JUDICIAL elections, and the amount of money spent on them, have been a hotly covered topic in West Virginia for many years now.
Since our state's enormously expensive 2004 Supreme Court race - which saw millions of dollars in spending from candidates and outside groups on both sides of the political aisle - personal injury lawyers and many others alike have called for reforms that would help reduce the influence of special-interest money on our state's highest court.
Lawmakers responded to the perceived problem, in part, by passing a public financing pilot program recommended by then-Gov. Joe Manchin's Independent Commission on Judicial Reform.
The public financing program was praised by many, including The New York Times and the personal injury lawyer-backed West Virginia Association for Justice, which called the pilot program a "good idea."

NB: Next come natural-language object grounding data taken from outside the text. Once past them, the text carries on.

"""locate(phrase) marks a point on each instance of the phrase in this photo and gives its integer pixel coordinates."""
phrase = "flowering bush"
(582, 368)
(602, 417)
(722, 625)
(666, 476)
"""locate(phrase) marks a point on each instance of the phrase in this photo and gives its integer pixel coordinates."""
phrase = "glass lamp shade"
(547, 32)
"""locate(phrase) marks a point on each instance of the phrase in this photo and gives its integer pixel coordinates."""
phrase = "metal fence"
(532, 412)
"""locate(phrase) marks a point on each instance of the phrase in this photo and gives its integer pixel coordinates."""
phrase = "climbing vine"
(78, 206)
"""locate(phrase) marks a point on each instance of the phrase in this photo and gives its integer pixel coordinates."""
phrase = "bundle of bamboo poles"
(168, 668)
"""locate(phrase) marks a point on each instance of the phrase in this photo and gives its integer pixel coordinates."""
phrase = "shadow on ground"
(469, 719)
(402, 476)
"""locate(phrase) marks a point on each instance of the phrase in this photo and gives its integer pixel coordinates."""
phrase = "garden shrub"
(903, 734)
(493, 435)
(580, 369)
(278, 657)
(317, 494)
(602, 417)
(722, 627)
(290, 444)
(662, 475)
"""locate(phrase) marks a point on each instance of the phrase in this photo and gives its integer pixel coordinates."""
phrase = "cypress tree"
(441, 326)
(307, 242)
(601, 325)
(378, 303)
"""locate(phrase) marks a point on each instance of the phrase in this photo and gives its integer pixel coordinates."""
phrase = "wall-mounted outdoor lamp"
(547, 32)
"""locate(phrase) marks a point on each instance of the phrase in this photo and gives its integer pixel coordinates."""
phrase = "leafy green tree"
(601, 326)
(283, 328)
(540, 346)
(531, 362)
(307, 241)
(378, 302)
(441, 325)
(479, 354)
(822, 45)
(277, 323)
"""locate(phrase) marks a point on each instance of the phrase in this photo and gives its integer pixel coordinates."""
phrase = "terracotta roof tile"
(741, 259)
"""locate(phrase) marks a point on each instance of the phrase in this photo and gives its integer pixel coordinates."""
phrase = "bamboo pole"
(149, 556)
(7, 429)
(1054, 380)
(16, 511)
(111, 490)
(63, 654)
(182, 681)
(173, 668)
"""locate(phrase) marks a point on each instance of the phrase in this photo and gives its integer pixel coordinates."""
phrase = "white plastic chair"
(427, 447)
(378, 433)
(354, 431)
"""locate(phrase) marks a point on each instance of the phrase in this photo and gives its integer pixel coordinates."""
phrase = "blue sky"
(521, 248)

Flash forward two years, and only one of the four remaining candidates for Supreme Court this year - Republican Allen Loughry - has elected to use the public financing pilot program.
Nominee John Yoder opted out of the public financing program, citing the difficulty of raising the necessary qualifying contributions.
And yet "special interest" money still plays a significant role in this year's court race.
That's because personal-injury lawyer backed nominees Robin Davis and Tish Chafin have tapped into their considerable family wealth, a by-product of both their families' extremely successful personal injury law firms.
To date, Justice Davis has loaned her campaign more than $350,000.
Tish Chafin has put in a whopping $1 million of personal funds.
Personal injury lawyers have also contributed nearly $200,000 to the two candidates' campaigns, which accounts for approximately 40 percent of their total campaign contributions.
Anticipating this situation - in which individually wealthy candidates could otherwise overwhelm public financing participants and perpetuate the perception that justice is for sale in West Virginia - state lawmakers included provisions that provide additional funding for outspent candidates.